Jobs Failing from Slave Problem

Mike_Truly · January 25, 2013, 11:58pm

I am having jobs fail because one slave has some problem. Never had this problem using BB and it’s very frustrating.

Is there a setting somewhere that will tell Deadline to not fail and stop rendering the job simply because one slave has a problem? Isn’t there a way to alert me to the problem with a slave without stopping the other slaves from rendering? Should I be bumping up the error limit to some high number or something?

Thanks for any ideas.

Bobo · January 26, 2013, 12:12am

Normally, if one slave fails N times (default is 5 I think), it should be marked as bad and stop trying.

Also, the job should send you an email (if you have enabled email notification) after 50 errors that the job is having issues.
By default it should fail after 100 errors (and also send you an email about it).

You can completely override the error detection per job, or in SMTD under the Job Failure Detection rollout which was added very recently. The SMTD Overrides should be sticky between sessions (but that can be changed if needed).

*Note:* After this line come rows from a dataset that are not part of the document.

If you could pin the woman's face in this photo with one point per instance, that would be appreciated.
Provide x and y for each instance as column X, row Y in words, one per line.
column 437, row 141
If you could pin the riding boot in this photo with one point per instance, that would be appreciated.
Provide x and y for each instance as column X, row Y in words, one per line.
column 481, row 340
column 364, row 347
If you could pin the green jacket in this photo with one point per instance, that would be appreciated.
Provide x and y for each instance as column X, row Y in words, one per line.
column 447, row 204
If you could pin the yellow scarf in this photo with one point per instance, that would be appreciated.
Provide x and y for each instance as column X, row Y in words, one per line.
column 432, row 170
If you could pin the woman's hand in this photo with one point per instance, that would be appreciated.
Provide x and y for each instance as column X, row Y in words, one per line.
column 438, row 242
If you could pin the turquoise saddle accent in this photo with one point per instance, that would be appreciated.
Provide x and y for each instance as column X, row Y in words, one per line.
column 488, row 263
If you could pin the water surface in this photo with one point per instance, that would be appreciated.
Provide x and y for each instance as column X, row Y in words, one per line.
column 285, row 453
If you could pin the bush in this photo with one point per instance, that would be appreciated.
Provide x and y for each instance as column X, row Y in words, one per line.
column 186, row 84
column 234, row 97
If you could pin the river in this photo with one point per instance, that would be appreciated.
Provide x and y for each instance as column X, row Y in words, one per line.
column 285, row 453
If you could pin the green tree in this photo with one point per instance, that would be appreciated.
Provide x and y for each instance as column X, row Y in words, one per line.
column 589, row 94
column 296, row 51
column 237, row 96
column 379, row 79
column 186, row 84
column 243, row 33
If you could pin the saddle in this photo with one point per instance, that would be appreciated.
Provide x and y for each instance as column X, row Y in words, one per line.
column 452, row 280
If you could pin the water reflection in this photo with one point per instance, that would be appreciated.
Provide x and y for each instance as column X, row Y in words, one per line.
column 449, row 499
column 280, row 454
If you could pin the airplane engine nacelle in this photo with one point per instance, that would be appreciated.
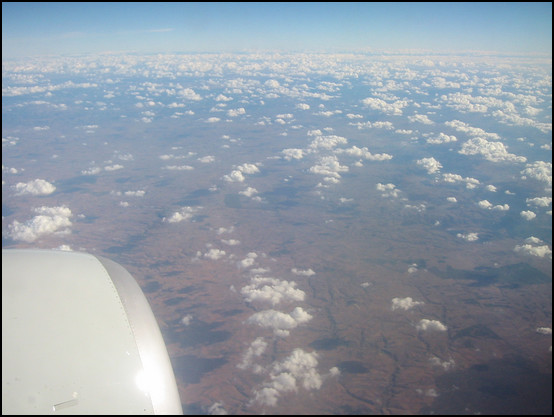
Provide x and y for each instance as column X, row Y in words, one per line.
column 79, row 337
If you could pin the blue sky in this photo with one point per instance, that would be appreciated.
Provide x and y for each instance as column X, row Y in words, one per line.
column 75, row 28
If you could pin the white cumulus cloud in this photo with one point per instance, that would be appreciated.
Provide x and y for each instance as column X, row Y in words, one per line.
column 34, row 187
column 48, row 220
column 426, row 324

When you have a farm with 250+ nodes and thousands of jobs per day going through, you don’t want a job that is consistently erroring out to generate thousands of errors and keep the slaves occupied instead of letting them to move on. That’s why we have these defaults. But you should be able to customize it all…

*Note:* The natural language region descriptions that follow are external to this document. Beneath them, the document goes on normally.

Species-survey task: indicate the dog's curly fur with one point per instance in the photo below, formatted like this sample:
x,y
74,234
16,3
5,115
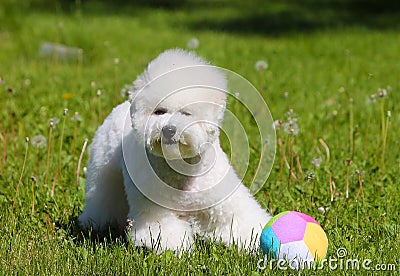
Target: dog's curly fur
x,y
171,121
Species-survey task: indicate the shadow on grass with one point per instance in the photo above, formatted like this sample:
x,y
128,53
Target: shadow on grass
x,y
290,16
250,17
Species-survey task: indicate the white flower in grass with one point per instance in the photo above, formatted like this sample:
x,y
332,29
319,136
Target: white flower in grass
x,y
193,43
382,92
77,117
317,161
291,127
277,124
261,65
54,121
126,91
39,141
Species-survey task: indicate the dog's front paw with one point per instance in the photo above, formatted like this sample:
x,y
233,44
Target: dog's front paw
x,y
167,234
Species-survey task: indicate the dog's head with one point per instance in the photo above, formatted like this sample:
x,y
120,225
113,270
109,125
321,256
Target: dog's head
x,y
177,105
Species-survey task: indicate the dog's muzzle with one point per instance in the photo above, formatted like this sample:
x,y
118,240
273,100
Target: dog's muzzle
x,y
169,135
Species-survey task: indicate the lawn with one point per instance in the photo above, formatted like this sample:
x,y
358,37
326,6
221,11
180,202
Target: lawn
x,y
334,66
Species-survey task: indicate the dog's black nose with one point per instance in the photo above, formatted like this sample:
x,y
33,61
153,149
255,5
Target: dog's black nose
x,y
169,131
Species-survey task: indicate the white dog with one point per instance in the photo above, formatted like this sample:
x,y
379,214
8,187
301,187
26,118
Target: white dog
x,y
156,162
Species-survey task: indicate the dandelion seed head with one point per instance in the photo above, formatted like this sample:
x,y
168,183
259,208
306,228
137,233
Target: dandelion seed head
x,y
54,121
277,124
193,43
317,162
77,117
382,92
39,141
372,98
126,91
291,128
261,65
291,115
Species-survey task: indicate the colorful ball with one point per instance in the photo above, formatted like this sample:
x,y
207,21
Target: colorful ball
x,y
294,236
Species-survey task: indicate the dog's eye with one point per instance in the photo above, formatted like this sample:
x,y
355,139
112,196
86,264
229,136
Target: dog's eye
x,y
186,113
160,111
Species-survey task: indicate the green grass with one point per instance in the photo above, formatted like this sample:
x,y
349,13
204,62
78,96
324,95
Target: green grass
x,y
328,63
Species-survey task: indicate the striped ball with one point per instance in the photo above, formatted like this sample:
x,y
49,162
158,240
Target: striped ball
x,y
294,236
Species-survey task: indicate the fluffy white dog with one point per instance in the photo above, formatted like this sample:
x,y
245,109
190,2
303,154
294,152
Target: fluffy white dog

Mike_Truly · January 26, 2013, 12:34pm

Bobo, thanks for the ideas.

I found the setting down in:

Monitor>Tools>Configure Repository Options>Job Settings>Failure Detection>Mark a job as failed after it has generated this many errors

Once turned off, the job is no longer failed because of a single problem slave.

The slave on my workstation (which has successfully rendered Deadline jobs previously) errored because it couldn’t load MAX2010_64 for some reason. I rebooted the system and tried again to no avail. I rebooted again and then it worked. I’ve attached the error screenshot.

Thanks again.